Armando su martirio, Trump está vendiendo Biblias “God Bless the USA” por 59,99 dólares adornadas con una bandera y el coro de la canción de Lee Greenwood escrita a mano por el cantante, además de la Constitución, la Declaración de Independencia y el Juramento a la Bandera.
“¡Feliz Semana Santa!” escribió en Truth Social. “Hagamos que Estados Unidos vuelva a orar. A medida que nos acercamos al Viernes Santo y Pascua, los animo a que obtengan una copia de la Biblia God Bless The USA”.
David Axelrod dice que, incluso como judío secular, se siente ofendido: «Este es un tipo que ha violado 11 de los Diez Mandamientos».
Trump publicó un video promocional en el que afirmaba que “los cristianos están bajo asedio” y prometía “proteger el contenido que sea pro-Dios”. Levantó la Biblia y recordó el terrible momento de 2020 cuando Ivanka le entregó una Biblia de su bolso de diseñador y él la abrazó frente a la Iglesia de San Juan, frente a la Casa Blanca, momentos después de que la policía lanzara gases lacrimógenos a manifestantes y periodistas en adyacente a Lafayette Square en una manifestación sobre el asesinato de George Floyd.
«Todos los estadounidenses necesitan una Biblia en su hogar, y yo tengo muchas», ladró Trump. «Es mi libro favorito». Quizás la Biblia haya reemplazado ese libro de Hitler sobre la ex esposa de Trump dicho se mantuvo junto a su cama. Pero todo es una estafa. Postularse para presidente se trata de enriquecerse, tal como cuando vendía NFT, filetes, corbatas, trajes, toallas de baño, vodka, agua, sillas de oficina, la Universidad Trump y tazas de fotos policiales. Incluso vendió piezas del traje que llevaba cuando tomó la foto policial.
“Quiero que mucha gente la tenga”, dijo Trump sobre su Biblia. “Tienes que tenerlo para tu corazón, para tu alma”.
Justo lo que el mundo necesita: una limpieza de almas con una Biblia estafadora, donde las ganancias bien podrían destinarse a pagar costos legales en juicios por quebrantar mandamientos: dar falso testimonio para tratar de robar la democracia, codiciar a una estrella porno y luego pagarle el silencio a la estrella. dinero para guardar silencio sobre el sexo.
¿Qué podría ser más Elmer Gantry que eso? Como escribió Sinclair Lewis sobre su predicador corrupto, hambriento de poder, narcisista y mujeriego: “De hecho, había obtenido todo de la iglesia y de la escuela dominical, excepto, tal vez, cualquier anhelo de decencia, bondad y razón”.

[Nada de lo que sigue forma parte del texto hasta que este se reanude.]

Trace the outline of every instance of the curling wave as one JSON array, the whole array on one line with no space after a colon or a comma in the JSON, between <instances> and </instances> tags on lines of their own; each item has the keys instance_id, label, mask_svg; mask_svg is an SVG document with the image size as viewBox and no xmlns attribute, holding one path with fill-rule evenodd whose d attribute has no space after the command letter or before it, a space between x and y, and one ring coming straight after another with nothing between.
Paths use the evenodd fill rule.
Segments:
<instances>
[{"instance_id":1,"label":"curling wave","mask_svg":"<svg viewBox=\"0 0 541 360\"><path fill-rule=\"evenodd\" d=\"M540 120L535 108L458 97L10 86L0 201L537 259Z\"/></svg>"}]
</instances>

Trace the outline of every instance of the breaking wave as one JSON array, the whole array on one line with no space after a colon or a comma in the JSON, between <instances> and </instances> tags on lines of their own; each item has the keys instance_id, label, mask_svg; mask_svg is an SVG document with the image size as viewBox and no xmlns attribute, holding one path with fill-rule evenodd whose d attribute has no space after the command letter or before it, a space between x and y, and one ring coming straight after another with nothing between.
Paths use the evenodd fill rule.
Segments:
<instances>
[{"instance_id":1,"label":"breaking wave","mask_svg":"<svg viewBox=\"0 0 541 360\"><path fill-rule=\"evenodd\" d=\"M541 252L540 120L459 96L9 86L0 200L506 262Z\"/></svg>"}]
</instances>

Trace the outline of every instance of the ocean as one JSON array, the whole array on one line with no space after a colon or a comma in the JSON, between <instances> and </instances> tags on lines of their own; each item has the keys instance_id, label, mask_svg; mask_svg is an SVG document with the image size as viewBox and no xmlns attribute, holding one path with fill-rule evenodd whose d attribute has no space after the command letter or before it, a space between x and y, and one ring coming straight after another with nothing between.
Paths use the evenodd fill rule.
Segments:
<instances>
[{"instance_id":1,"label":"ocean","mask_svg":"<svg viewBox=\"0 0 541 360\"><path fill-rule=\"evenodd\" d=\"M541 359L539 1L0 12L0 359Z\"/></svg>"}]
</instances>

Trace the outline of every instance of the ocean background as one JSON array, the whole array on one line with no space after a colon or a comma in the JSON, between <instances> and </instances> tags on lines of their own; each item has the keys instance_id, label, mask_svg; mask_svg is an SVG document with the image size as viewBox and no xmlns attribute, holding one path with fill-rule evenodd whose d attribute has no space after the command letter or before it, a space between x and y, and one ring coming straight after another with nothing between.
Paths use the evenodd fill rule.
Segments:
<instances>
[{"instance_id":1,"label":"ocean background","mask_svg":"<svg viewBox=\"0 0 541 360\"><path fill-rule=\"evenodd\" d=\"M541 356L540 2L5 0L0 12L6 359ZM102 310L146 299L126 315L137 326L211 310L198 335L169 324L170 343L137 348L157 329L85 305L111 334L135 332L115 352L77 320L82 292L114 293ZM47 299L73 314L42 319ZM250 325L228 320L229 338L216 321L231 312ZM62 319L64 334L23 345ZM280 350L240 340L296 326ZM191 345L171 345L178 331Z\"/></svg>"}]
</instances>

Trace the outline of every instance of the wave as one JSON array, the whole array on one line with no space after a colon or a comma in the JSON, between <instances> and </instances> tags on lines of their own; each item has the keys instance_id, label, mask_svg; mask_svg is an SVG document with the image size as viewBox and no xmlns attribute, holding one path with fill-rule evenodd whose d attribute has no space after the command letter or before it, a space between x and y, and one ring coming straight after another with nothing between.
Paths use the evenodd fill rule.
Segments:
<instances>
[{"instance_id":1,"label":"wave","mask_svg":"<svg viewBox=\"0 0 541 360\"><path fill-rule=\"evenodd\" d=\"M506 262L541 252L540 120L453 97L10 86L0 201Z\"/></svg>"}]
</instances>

Los vendedores religiosos de aceite de serpiente tienen una historia histórica en la literatura y el cine estadounidenses, desde “Wise Blood” de Flannery O'Connor hasta la querida película de Peter Bogdanovich “Paper Moon”, sobre un intrigante vendedor de Biblias y su pequeño ayudante. Pero es impactante cuando el charlatán podría estar en el Oval.
En su libro de 2016, “El juego de la confianza”, Maria Konnikova explicó que somos presa fácil de los falsos príncipes nigerianos debido a todo el caos que hay en nuestro mundo. “El vertiginoso avance de la tecnología presagia una nueva era dorada del grift”, escribió. «Los contras prosperan en tiempos de transición y cambios rápidos».
Si hay algo que Trump sabe hacer es explotar el caos que crea.
Tiene que haber un anhelo en la población que el estafador pueda canalizar; y, en un momento en que la religión y el patriotismo están menguando, la gente busca más. Desafortunadamente, hoy en día esa búsqueda a menudo toma la forma de teorías de conspiración.
Como informó Donie O'Sullivan para CNN, apenas se derrumbó el puente Francis Scott Key en Baltimore, florecieron un montón de locas historias de conspiración sobre terrorismo, DEI, Obama, Israel y Ucrania.
La disminución de la fe en la religión y la creciente fe en las conspiraciones crean un terreno fértil para un farsante como Trump. Si el político profano es reelegido, todos cosecharemos el torbellino.